GAINESVILLE, Fla. — An edible, shaggy-looking mushroom contains a protein that is a potent killer of a certain leukemia cell, a group of University of Florida researchers has found.
The Coprinus comatus mushroom, commonly known as the lawyer’s wig or shaggy mane, killed human T-cell leukemia cells during laboratory tests, the researchers found. Its potency and ability to selectively target leukemia cells makes it a promising candidate for cancer treatment, researchers said. The group’s findings are published in the Proceedings of the National Academy of Sciences.
The shaggy mane mushroom has an annual global production of 400,000 tons and is known to have a variety of medicinal properties — such as antitumor and antiviral characteristics as well as the ability to modulate immune system activity. Until now, little was known about its active ingredients, said Yousong Ding, Ph.D., an assistant professor of medicinal chemistry in the University of Florida College of Pharmacy, part of UF Health, the university’s academic health center.
The shaggy main mushroom reaches 2 to 6 inches in height and is typically found along road sides and in woodpiles and meadows throughout North America and parts of Europe.
To establish their findings, the researchers studied how a small protein, known as Y3, interacts with a particular sugar molecule called LDNF using a unique 3-D mode. LDNF is commonly found in insects and parasites but is rare in humans. The interaction triggers a cell-signaling pathway that activates a “cascading” trio of enzymes. Those enzymes then kill off the leukemia cells, researchers found.

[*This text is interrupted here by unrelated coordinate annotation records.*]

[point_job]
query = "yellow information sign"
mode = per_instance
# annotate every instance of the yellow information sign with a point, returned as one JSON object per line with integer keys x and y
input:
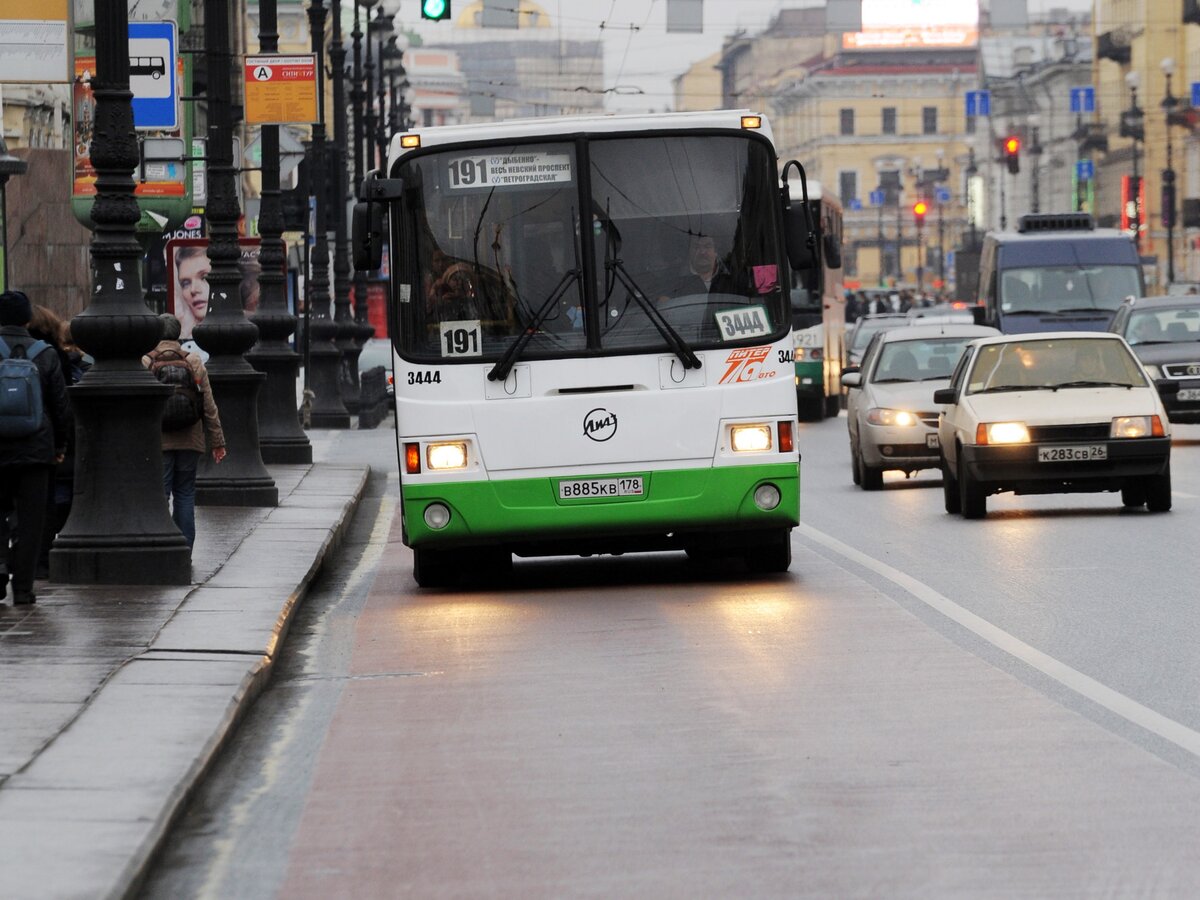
{"x": 281, "y": 89}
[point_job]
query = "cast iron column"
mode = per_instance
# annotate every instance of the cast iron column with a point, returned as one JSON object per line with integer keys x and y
{"x": 120, "y": 529}
{"x": 226, "y": 334}
{"x": 280, "y": 437}
{"x": 348, "y": 379}
{"x": 324, "y": 358}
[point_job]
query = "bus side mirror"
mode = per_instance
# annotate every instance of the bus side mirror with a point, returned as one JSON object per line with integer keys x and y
{"x": 832, "y": 251}
{"x": 366, "y": 235}
{"x": 801, "y": 247}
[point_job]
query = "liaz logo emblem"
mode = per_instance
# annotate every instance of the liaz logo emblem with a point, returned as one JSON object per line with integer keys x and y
{"x": 745, "y": 365}
{"x": 599, "y": 425}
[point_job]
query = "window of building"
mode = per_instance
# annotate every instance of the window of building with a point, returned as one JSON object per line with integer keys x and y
{"x": 929, "y": 120}
{"x": 847, "y": 121}
{"x": 847, "y": 187}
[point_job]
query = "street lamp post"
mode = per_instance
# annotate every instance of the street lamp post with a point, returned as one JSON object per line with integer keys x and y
{"x": 359, "y": 94}
{"x": 348, "y": 371}
{"x": 328, "y": 411}
{"x": 226, "y": 334}
{"x": 280, "y": 437}
{"x": 119, "y": 531}
{"x": 1132, "y": 127}
{"x": 1169, "y": 103}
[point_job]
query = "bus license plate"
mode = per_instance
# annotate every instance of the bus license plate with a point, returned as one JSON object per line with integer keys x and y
{"x": 1073, "y": 454}
{"x": 600, "y": 487}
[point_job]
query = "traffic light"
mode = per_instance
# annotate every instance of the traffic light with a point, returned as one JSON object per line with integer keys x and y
{"x": 1013, "y": 154}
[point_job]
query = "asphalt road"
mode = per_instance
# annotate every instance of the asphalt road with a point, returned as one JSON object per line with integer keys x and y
{"x": 922, "y": 707}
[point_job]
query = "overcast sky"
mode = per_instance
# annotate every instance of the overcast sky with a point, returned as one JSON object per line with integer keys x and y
{"x": 640, "y": 54}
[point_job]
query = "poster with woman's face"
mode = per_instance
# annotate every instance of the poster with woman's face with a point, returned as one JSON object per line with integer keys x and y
{"x": 187, "y": 289}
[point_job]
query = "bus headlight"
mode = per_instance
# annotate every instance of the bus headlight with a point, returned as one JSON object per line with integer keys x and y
{"x": 903, "y": 418}
{"x": 448, "y": 455}
{"x": 750, "y": 438}
{"x": 767, "y": 497}
{"x": 437, "y": 516}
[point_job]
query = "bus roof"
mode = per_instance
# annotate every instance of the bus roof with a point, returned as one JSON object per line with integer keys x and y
{"x": 564, "y": 126}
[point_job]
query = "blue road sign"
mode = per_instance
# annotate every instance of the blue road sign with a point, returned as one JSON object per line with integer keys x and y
{"x": 153, "y": 61}
{"x": 1083, "y": 100}
{"x": 978, "y": 103}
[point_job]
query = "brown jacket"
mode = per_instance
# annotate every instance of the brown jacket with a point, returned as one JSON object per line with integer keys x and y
{"x": 209, "y": 426}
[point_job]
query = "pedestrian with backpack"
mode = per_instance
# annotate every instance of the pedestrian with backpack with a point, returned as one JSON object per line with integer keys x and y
{"x": 33, "y": 436}
{"x": 191, "y": 425}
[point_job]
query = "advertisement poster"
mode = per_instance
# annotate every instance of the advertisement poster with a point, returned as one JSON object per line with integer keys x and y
{"x": 187, "y": 282}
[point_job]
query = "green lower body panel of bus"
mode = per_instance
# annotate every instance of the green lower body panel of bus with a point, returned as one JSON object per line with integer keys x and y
{"x": 631, "y": 510}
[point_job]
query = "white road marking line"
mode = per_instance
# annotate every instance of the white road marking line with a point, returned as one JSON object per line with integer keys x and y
{"x": 1084, "y": 685}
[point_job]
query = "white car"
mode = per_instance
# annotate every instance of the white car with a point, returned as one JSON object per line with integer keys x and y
{"x": 889, "y": 411}
{"x": 1053, "y": 413}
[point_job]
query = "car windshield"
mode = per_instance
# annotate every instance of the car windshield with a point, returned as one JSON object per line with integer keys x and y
{"x": 1065, "y": 289}
{"x": 1054, "y": 364}
{"x": 1175, "y": 324}
{"x": 867, "y": 328}
{"x": 922, "y": 360}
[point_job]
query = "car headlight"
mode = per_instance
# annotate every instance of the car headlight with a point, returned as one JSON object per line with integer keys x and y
{"x": 1002, "y": 433}
{"x": 1135, "y": 426}
{"x": 750, "y": 438}
{"x": 903, "y": 418}
{"x": 449, "y": 455}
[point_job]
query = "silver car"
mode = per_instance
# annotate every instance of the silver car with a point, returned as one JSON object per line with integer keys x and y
{"x": 889, "y": 411}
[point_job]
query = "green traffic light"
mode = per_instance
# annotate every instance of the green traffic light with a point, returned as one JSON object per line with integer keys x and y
{"x": 435, "y": 9}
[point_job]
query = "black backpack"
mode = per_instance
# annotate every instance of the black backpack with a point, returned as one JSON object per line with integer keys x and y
{"x": 21, "y": 390}
{"x": 184, "y": 406}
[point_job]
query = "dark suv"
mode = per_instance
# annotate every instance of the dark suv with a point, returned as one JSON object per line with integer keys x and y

The Y3 protein killed more than 90 percent of the leukemia cells during laboratory testing, leading researchers to conclude that it was both potent and rapidly effective. That is significant, the researchers noted, because T-cell acute lymphoblastic leukemia is an aggressive blood disorder that is known to recur and offers a poor long-term prognosis for most patients.
The findings provide a strategy for characterizing the functions of small proteins that are encoded in the mushroom’s genome and demonstrate specific interactions with diseased cells, Ding said. More broadly, the research suggests that the shaggy mane and other mushrooms are an untapped source of drug discovery and development, he added.
Now, Ding and his collaborators are investigating similar disease-fighting proteins in other edible mushrooms and trying to further understand how the shaggy mane’s Y3 protein binds to other proteins on the surface of leukemia cells. Testing in animal models could begin within a year, Ding said. Ultimately, he hopes that research will show how mushroom proteins can be used as therapeutic agents for leukemia and perhaps other diseases.
“In addition to their dietary value, these proteins can be important to health improvement and disease prevention,” Ding said.
Steven D. Bruner, Ph.D., an associate professor in the UF department of chemistry, is the other senior author of the study. Other researchers from Virginia Commonwealth University, the University of Florida plant pathology department and the University of Florida College of Medicine’s department of pathology, immunology and laboratory medicine collaborated on the study. It was funded in part by UF and the UF College of Pharmacy.